Data from the DREAMM-8 study presented at this year's ASCO show that:
In terms of the primary endpoint mPFS,The experimental group has not yet reached, while the control group is 12.7 months.;
For secondary endpoints, the ORR in the experimental group was 77% (vs 72% in the control group), CR was 40% (vs 16% in the control group), mDoR has not yet been reached (vs 17.5 months in the control group), and the 12-month PFS rate was 71% (vs 51% in the control group); OS follow-up is still ongoing.
DREAMM-8 Study Demonstrates that in Relapsed/Refractory MM, the Belantamab Mafodotin Group Showed a Statistically and Clinically Significant PFS Advantage, as Well as Deeper and More Durable Responses, Exhibiting a Favorable OS Trend with Manageable Safety.
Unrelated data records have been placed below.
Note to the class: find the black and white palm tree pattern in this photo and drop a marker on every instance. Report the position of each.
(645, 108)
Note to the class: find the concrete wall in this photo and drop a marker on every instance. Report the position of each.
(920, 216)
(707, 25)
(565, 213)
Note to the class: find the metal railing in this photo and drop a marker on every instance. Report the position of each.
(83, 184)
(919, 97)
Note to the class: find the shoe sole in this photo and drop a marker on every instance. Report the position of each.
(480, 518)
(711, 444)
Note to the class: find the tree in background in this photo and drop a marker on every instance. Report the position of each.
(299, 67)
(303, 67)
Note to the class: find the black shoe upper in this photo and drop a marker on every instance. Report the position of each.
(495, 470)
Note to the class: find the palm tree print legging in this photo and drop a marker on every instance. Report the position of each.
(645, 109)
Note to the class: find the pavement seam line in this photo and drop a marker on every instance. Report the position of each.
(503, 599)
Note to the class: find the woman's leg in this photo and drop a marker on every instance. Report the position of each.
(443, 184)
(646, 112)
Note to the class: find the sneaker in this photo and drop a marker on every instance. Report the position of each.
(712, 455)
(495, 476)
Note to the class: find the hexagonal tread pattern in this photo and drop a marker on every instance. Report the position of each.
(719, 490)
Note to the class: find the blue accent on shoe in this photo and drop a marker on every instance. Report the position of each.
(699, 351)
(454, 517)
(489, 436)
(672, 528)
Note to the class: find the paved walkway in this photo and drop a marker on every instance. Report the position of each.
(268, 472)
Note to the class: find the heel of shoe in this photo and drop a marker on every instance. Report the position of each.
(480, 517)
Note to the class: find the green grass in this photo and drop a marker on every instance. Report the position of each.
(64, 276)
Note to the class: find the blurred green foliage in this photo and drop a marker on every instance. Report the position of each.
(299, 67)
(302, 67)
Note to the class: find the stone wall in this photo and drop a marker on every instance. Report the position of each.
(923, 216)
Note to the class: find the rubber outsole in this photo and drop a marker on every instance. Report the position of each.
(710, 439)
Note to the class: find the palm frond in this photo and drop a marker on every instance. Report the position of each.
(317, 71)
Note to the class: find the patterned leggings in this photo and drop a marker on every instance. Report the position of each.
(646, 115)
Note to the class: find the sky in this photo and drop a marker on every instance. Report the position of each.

Based on the positive research data from DREAMM-7 and DREAMM-8, this July and September,The European EMA and Japan's Ministry of Health, Labour and Welfare (MHLW) have respectively accepted the marketing application for Belantamab mafodotin in combination with bortezomib plus dexamethasone (BorDex) or pomalidomide plus dexamethasone (PomDex) for the treatment of relapsed or refractory multiple myeloma.。
The proposed inclusion in the priority review in China means,Belantamab mafodotin +Bortezomib + Dexamethasone Combination TherapyPreviously received at least one treatmentMM adult patients will also be submitted for marketing approval in China soon.